Puppis A in narrowband and broadband light (Image Credit: Don Goldman)

When a massive star reaches the end of its life—a period of time that depends on the star’s mass—it collapses in on itself and becomes one of two things: either a neutron star or a stellar mass black hole. Following the life or death struggle, the star sheds what gas remains, going on to form the backbone of a nebula.

Naturally, these objects are very large, bright and complex for a time, until they eventually begin to fade away. Such is the case with this nebula, known as Puppis A. Found approximately 7,000 light-years from Earth toward the Vela constellation, Puppis A is often associated with a bigger and more spectacular nebula: the Vela Supernova Remnant. Although it is older and much closer, they appear nearby from Earth.

Even though it’s not as bright as it once was optically, Puppis A is still extremely bright at x-ray wavelengths. In fact, it is counted among the brightest sources of x-ray light in the entire night sky.

This image merely shows narrow and broadband optical data, it’s not a composite of light across all portions of the electromagnetic spectrum. As such, it looks much different from an x-ray perspective.

Puppis A in x-ray and infrared light (Image Credit: NASA/ESA/JPL-Caltech/GSFC/IAFE)

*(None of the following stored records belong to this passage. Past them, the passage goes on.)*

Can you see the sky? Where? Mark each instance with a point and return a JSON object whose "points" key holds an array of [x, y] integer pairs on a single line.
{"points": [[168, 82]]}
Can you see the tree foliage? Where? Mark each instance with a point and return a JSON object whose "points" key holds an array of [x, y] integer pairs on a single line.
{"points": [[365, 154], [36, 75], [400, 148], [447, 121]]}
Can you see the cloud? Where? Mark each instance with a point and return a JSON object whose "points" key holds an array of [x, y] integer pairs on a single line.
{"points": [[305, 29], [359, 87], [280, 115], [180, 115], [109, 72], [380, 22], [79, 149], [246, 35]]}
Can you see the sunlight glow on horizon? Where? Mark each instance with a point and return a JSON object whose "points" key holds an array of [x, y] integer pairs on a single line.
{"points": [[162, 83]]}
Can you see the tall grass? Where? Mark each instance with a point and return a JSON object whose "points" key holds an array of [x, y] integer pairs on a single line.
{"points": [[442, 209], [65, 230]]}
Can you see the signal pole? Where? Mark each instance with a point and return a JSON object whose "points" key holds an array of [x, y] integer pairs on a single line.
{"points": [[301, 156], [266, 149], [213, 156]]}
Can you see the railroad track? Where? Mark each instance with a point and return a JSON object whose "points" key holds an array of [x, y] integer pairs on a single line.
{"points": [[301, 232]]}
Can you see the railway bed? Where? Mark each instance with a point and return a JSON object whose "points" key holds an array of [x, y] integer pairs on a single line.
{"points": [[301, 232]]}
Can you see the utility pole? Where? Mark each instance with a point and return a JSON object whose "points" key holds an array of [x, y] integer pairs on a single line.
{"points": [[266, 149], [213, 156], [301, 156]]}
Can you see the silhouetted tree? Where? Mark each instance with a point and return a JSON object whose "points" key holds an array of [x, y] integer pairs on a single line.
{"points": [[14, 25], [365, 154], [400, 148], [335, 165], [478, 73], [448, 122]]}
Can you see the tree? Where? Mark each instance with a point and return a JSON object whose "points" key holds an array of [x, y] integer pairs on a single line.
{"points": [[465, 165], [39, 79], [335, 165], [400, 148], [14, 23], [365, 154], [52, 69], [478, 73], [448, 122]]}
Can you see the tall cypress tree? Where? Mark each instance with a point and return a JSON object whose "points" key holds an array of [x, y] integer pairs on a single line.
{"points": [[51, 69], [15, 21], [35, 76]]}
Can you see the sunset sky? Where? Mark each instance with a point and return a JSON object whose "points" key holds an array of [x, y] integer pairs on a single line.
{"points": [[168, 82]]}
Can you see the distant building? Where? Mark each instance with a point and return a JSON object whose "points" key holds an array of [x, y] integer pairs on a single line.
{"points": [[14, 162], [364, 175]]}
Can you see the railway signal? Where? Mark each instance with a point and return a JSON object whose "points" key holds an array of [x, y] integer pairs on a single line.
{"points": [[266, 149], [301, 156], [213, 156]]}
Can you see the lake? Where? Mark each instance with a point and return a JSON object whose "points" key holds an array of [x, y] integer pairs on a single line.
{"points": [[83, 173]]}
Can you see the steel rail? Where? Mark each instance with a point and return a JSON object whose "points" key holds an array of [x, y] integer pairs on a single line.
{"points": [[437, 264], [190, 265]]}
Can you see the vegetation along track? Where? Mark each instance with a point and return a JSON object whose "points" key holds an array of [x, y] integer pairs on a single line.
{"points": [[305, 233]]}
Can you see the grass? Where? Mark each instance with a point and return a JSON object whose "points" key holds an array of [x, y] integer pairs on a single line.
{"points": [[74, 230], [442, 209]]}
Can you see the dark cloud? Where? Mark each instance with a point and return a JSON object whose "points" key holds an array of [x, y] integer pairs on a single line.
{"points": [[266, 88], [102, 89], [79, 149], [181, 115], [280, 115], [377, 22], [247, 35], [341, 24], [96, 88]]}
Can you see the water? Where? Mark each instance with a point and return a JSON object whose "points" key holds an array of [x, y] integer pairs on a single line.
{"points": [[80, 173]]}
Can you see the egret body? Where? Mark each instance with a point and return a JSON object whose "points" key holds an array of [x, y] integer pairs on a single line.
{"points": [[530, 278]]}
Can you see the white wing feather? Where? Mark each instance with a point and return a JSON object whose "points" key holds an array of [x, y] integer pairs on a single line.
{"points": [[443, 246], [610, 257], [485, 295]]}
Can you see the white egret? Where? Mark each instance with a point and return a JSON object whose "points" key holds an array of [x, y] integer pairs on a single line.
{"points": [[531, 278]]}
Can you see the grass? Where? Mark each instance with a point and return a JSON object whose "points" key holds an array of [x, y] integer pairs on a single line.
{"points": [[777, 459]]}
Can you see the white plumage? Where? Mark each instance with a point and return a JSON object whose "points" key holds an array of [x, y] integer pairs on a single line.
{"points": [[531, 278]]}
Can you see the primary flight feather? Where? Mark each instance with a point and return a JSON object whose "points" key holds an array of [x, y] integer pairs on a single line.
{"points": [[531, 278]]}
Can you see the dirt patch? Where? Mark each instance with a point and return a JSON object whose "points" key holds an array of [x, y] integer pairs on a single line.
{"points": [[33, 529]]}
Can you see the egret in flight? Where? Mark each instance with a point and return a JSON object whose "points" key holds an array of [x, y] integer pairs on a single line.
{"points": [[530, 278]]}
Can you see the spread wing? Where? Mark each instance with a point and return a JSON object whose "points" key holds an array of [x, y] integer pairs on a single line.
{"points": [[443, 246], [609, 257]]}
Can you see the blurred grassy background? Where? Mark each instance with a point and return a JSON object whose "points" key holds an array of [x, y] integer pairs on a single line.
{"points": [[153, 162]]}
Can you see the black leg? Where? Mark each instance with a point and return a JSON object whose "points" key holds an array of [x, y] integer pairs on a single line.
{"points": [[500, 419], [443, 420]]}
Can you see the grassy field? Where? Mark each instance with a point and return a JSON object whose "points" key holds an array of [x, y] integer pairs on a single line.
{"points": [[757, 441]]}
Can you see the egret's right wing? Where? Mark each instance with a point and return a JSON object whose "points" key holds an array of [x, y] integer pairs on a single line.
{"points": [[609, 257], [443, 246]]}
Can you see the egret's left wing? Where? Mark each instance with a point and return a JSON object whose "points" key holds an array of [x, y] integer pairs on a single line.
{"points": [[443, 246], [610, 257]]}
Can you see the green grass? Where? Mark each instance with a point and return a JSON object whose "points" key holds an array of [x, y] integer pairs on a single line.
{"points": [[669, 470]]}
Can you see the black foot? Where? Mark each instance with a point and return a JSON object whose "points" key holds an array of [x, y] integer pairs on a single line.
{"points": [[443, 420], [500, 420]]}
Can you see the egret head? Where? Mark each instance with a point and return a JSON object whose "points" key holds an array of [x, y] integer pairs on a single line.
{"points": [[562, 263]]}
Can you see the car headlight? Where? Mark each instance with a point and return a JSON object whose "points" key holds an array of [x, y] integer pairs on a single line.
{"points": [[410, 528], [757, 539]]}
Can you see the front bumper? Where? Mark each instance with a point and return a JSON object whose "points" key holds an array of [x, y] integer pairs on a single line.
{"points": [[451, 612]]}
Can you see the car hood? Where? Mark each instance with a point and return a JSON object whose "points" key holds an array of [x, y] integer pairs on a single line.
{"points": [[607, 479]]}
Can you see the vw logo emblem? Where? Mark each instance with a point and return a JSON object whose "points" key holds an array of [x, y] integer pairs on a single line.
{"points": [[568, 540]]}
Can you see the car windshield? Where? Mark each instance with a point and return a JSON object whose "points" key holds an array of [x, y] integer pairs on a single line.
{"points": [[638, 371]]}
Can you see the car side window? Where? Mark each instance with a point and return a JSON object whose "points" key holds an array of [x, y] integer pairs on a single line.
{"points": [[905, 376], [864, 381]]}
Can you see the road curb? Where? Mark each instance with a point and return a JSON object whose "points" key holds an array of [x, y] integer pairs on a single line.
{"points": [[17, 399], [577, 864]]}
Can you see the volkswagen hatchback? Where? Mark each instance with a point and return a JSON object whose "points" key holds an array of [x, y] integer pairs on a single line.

Each individual color corresponds to a different element. Oxygen is represented in blue-green hues, while hydrogen and nitrogen are represented in the red colors. All of the gas, which is unevenly distributed across 60 light-years, continues to expand away from the star that went supernova. The subsequent shockwave, which was probably visible from Earth about 3,700 years ago, accounts for 10 full light-years alone.